Recent intelligence reports also show that North Korea has no interest in completely abandoning its nuclear ambitions. Even many Republicans are skeptical. Florida Sen. Marco Rubio, for instance, said last Sunday that he did not believe North Korea was ready to disarm. Jonathan Pollack of the Brookings Institution said, “At this late date, there has been no suggestion that Washington and Pyongyang have achieved a compatible definition of denuclearization.”

According to The Daily Beast magazine, there are also doubts about the destruction of the nuclear facility that North Korea recently carried out in front of journalists. The Middlebury Institute for International Studies received satellite images indicating that the plant had been cleaned and materials removed by truck.

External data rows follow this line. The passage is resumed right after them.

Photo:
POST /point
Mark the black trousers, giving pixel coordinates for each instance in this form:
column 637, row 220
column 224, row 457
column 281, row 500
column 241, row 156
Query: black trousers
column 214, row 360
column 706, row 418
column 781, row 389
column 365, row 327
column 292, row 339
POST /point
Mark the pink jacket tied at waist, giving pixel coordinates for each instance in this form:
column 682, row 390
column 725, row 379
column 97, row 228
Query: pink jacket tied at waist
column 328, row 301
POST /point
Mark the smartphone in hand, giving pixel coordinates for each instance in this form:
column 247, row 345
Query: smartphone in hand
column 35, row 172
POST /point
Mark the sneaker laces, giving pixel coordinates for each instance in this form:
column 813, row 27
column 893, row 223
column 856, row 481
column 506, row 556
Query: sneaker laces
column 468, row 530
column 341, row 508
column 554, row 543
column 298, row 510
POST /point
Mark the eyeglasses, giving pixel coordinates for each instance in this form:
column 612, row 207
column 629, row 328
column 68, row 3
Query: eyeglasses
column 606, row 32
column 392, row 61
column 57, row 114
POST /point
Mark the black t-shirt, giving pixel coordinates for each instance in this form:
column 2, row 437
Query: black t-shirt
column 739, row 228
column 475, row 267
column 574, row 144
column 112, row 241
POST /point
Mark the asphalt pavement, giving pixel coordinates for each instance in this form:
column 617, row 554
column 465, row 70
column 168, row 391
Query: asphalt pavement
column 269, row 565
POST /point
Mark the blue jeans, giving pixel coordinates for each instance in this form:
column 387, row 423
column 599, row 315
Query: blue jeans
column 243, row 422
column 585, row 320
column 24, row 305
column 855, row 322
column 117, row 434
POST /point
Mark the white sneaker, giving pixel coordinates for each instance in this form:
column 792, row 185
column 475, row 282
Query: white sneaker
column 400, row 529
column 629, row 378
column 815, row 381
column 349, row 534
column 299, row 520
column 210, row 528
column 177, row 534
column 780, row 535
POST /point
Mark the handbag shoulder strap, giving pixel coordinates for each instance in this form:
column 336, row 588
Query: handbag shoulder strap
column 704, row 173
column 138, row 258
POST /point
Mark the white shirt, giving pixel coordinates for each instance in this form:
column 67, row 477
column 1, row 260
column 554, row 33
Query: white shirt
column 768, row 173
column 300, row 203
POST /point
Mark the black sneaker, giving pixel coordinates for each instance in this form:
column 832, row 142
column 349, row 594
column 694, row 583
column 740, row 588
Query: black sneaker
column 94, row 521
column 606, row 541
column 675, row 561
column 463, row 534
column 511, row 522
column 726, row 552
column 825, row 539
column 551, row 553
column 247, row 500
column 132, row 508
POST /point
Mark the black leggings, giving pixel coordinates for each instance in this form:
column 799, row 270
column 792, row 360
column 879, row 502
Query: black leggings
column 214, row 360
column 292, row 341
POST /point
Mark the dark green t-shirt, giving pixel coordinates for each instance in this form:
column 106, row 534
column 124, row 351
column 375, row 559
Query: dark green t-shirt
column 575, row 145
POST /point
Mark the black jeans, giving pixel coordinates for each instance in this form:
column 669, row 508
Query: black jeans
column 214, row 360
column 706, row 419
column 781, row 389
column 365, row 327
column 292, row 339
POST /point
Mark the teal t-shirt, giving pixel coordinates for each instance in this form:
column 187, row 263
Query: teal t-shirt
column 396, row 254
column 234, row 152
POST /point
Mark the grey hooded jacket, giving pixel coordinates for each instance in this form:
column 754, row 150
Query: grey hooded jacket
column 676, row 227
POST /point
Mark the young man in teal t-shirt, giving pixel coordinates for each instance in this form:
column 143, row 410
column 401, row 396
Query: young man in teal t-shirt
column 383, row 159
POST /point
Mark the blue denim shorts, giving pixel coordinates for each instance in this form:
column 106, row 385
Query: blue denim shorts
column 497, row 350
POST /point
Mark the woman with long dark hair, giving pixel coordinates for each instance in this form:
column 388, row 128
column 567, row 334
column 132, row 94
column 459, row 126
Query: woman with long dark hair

Trump Praises His Own Strategy

Meanwhile, Trump continues to spread optimism for the summit. It is important to him that he has acted successfully and in line with his zigzagging course – after all, the meeting can now take place. The admonitory tones of his National Security Advisor John Bolton, who in recent years has also publicly contemplated preventive strikes against North Korea, are also part of a well-calculated strategy, according to the president — the “Great John Bolton,” as he called him at an event in Nashville on Tuesday. The North Koreans would of course react to Bolton’s harsh tone; Trump, in contrast, would seem better: “They think he is so nasty and so tough that I have to hold him back.”

Trump’s supporters really stuck their neck out at the first announcement of the summit and had already declared the American president a candidate for the Nobel Peace Prize. However, Trump must now put a damper on expectations in the knowledge that any negotiations on total nuclear disarmament could be lengthy and difficult. The process itself could take up to 15 years, experts at Stanford University in California estimate.

Experts on North Korea highlight that Kim Jong Un wants to modernize his country; if the Americans could convince him that he could achieve this with their help, then nuclear disarmament would be a realistic consideration. Trump tweeted over the weekend that he saw great economic potential in the country; and his Secretary of State Mike Pompeo said this month, “We can create conditions for real economic prosperity for the North Korean people that will rival that of the South. It won’t be U.S. taxpayers. It will be American know-how, knowledge, entrepreneurs and risk-takers working alongside the North Korean people to create a robust economy for their people.”

Others warn that too much talk about American aid could upset Kim Jong Un. First and foremost, he wants economic relations with China and South Korea, without the burden of American sanctions. “The last thing Kim wants is to give up his nuclear weapons only to have his country overrun by American businessmen and entrepreneurs,” wrote Eric Talmadge, head of the Associated Press office in Pyongyang.

For the time being, however, the Americans are not talking about relaxing sanctions – the trust for that is not yet there. However, they did accommodate North Korea a little. Because of the upcoming summit, the announcement of a planned new sanctions package has been postponed for the time being.